Are we seeing the beginnings of a Joe Manchin stock market crash? In case you missed the news, the stock market took a pre-Christmas hit when Senator Joe Manchin announced that he could not support President Biden’s Build Back Better plan when he spoke on a Sunday Fox News broadcast. Coupled with news of the rapid spread of the Omicron Covid-19 variant across the globe this news drove stocks down everywhere. Why did the market fall and, if it keeps going down, will this become known as the Manchin Stock Market Crash?
Democrats Unable to Agree and Govern
Joe Biden took the White House from Donald Trump and Democrats swept the two races for Senate in Georgia to gain 50 seats.

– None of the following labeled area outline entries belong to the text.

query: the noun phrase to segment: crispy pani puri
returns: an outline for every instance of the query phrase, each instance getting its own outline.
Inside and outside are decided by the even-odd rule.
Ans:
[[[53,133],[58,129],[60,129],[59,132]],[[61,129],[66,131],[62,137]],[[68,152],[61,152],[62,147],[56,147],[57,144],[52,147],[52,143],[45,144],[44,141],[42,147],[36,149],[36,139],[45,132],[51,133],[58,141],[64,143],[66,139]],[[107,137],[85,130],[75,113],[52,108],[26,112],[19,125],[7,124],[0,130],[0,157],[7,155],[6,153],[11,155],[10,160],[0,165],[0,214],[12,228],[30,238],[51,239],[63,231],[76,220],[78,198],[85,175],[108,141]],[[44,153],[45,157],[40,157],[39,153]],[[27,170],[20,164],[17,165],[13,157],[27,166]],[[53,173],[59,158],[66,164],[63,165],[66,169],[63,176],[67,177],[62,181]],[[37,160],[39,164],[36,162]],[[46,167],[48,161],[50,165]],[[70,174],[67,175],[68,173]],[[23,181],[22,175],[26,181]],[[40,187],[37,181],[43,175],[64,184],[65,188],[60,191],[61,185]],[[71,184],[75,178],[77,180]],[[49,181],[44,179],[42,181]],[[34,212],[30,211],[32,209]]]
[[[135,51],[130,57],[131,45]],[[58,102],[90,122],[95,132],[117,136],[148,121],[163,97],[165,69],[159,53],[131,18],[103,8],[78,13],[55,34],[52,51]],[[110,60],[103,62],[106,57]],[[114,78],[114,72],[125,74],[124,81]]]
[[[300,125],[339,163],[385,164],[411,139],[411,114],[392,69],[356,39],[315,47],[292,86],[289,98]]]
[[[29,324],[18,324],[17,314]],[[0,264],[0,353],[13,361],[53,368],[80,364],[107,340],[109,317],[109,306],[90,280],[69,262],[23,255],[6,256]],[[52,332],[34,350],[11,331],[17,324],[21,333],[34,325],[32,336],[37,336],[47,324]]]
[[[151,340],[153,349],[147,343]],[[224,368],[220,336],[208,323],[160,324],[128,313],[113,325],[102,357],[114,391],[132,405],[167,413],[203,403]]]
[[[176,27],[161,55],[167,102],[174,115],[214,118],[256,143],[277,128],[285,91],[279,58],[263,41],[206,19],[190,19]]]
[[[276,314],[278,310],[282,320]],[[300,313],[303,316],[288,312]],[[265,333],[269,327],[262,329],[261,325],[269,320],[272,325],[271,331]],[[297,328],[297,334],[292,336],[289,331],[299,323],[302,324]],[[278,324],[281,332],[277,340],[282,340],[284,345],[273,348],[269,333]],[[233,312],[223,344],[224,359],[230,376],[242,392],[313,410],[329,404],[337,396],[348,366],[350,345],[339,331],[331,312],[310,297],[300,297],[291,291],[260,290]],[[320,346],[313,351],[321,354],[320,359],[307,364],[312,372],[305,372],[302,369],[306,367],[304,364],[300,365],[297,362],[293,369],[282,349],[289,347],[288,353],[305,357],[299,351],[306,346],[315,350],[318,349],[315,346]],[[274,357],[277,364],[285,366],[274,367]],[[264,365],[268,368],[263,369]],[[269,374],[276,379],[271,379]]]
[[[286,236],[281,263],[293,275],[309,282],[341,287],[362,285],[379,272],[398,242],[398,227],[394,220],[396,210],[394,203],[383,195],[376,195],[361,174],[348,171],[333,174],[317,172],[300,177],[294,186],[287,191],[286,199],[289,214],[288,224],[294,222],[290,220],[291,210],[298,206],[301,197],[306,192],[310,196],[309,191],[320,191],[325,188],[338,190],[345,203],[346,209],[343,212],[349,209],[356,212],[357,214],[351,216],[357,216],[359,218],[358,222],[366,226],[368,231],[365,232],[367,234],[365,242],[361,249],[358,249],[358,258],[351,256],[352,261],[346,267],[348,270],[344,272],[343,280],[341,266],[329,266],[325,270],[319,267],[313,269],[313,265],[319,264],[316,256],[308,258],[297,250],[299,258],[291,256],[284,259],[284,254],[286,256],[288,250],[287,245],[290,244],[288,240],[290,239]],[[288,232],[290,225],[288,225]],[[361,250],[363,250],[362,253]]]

With Vice President Harris breaking ties this gave Democrats control of the White House and both houses of Congress. Unfortunately for the Democrats, it seems like every time they have a chance to be in charge they start fighting amongst themselves and generally fail to advance their overall agenda. This time around the fly in the ointment is a “centrist” Democratic Senator from West Virginia, Joe Manchin. He has said that he cannot support the second part of Biden’s agenda, the Build Back Better Plan. A reduced infrastructure bill squeaked through Congress but Manchin has acted as a one-man veto to keep the Democrats from getting the social spending parts of their legislation passed into law.
What Did the Market Expect?
The market expected that the Democrats would be able to deliver on a whittled down version of their promise to increase taxes on high earners, provide child care for working women, give a child tax credit to bring poor families out of poverty, offer paid family leave, and fund projects to promote clean energy. Aside from the fact that many agree with taking back at least a part of the Trump tax cuts, cleaning up the environment, and giving poor folks a break, the rest of the Build Back Better plan would pump more money into the economy and most likely result in both a healthier economy in the near term and, along with the already-passed infrastructure package, a prolonged economic expansion. Yes, inflation has been a concern, but the market had already factored in the assumed benefits of the rest of the Build Back Better plan even in a whittled down form. That was until the possibility of a Manchin stock market crash emerged.
Why Does Joe Manchin Object to Clean Energy?
What we hear from Senator Manchin is that all of Biden’s agenda would cost too much, drive up inflation, and pull the nation farther and farther into debt. Thus, he would have us believe that if you “follow the money” you will get his point. However, there is another aspect of “follow the money” in this case. Back in September 2021 Business Insider wrote that Joe Manchin collects $500,000 a year in coal stock dividends. While the good Senator from West Virginia worries about his investments in the coal industry, the total market cap of stocks in the S/P 500 took a $1.2 Trillion hit on the news that he will not support the rest of build back better in any form. (The total hit for all US stocks came to about $1.8 Trillion.) If a true Manchin stock market crash occurs the total hit could run to about $12 Trillion in US stocks not to mention the losses as markets across the globe follow suit.
Investing for an Uncertain Future
People generally expected that the Covid pandemic would be bad to terrible and would be over in a year or so either because everyone had caught the disease and established immunity or got their antibodies from one of the many vaccines. What the market is now starting to price in is the prospect of years of this pandemic. Investors had also assumed that Biden would be able to get much of, but not all of, his agenda passed as his party theoretically has the votes in both houses of Congress and Biden would be willing to negotiate to bring at least some Republicans across the aisle to vote for things that are generally good for the country. At the moment, we may be in trouble on both fronts and that is what has scared the market. Since the market only cares when it cares, we will have to wait to see how this all works out. In the meantime, those invested heavily in the tech sector are concerned about the Fed raising interest rates and are rotating some of their money to different sectors that will be less interest rate sensitive.